Catherine of Alexandria
Saint Catherine; Aikaterine

Catherine of Alexandria

Saint Catherine; Aikaterine

Date of Death
c. AD 305
Era
Diocletian Persecution
Region
Alexandria, Roman Egypt
Geography
North Africa

Life and Ministry

Catherine was a young woman of a noble Alexandrian family — by the late tradition the daughter of King Costus, by the more sober reading the daughter of an aristocratic Greek house with access to the philosophical schools of the city. Educated in rhetoric and philosophy, she was, by the time the Diocletian persecution reached Egypt, perhaps eighteen years old. The historical existence of Catherine has been debated since the Counter-Reformation: there is no fourth-century notice; the earliest extant passio is ninth-century and Greek; her cult arrives in the West only in the eleventh century with the discovery of relics on Mount Sinai. The story we have is medieval Greek and was received in the West with great force.

Circumstances of Death

The narrative as preserved: Catherine appeared at court when the emperor Maxentius (or Maximinus Daia in later versions) was presiding over a sacrifice and rebuked him publicly for ordering the persecution.
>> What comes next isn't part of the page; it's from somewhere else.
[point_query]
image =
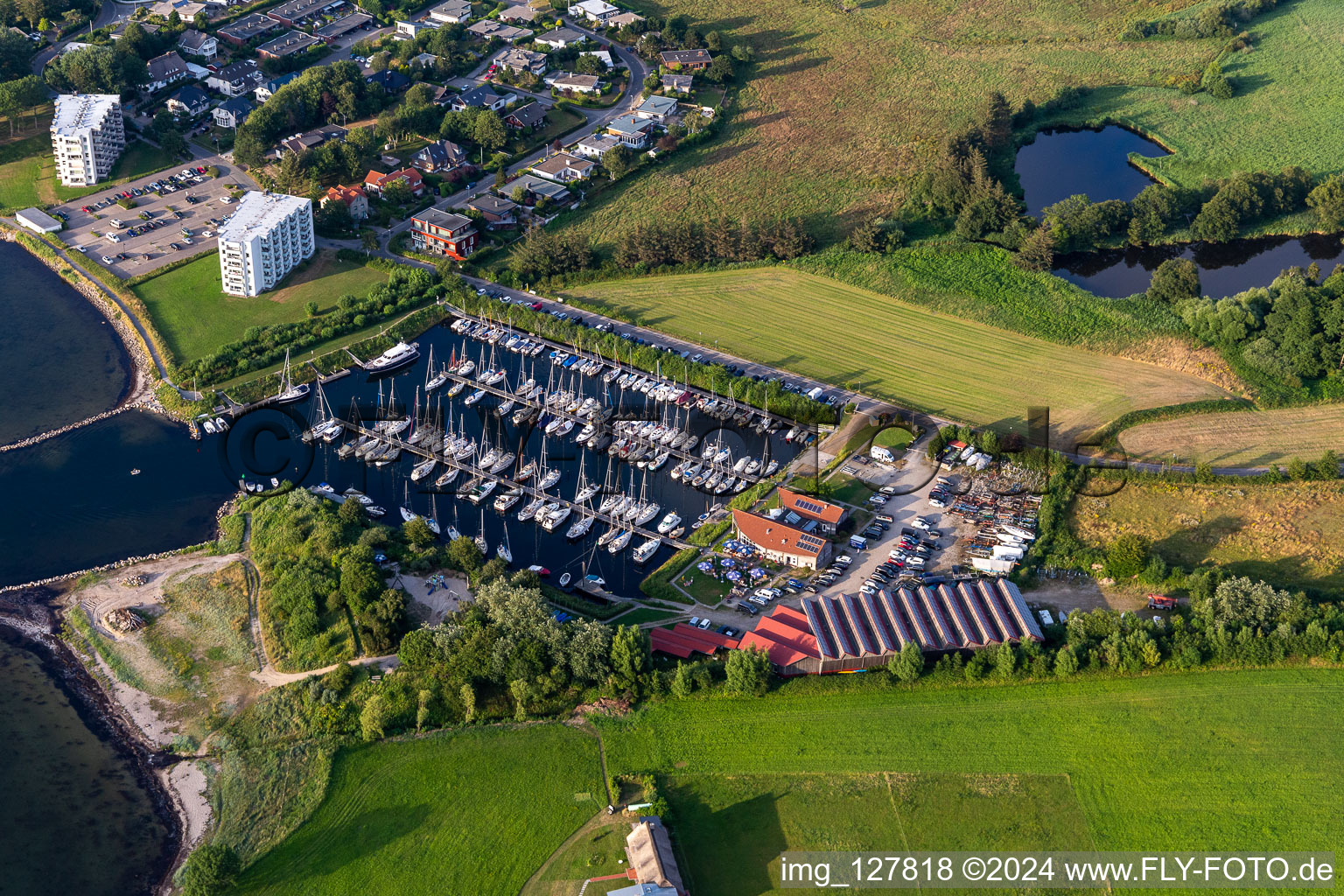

He summoned fifty pagan philosophers to refute her in debate; Catherine, by the tradition, defeated all fifty, and many of them converted on the spot and were burned. Maxentius offered her his hand in marriage; she refused. He ordered her broken on a spiked wheel; the wheel shattered at her touch, killing the executioners and bystanders. She was finally beheaded. Angels carried her body to Mount Sinai, where the monastery built around her relics still stands.

Legacy

Catherine became, in the medieval West, the patron of philosophers, of scholars, of unmarried women, and of the wheelwrights' guild. She was one of the four great virgin martyrs invoked as a Heavenly Helper. Joan of Arc reported hearing Catherine's voice among those that counseled her. Saint Catherine's Monastery at the foot of Mount Sinai, which possesses the oldest continuously operating Christian library in the world and one of the earliest extant manuscripts of the Greek New Testament, takes its name and its tradition from her. The catherine-wheel firework preserves her name into modern English.

Sources

Greek Passio Aikaterinae (ninth century with possible earlier core); Symeon Metaphrastes, Menologion (tenth century); Jacobus de Voragine, Legenda Aurea (1260); records of Saint Catherine's Monastery, Sinai.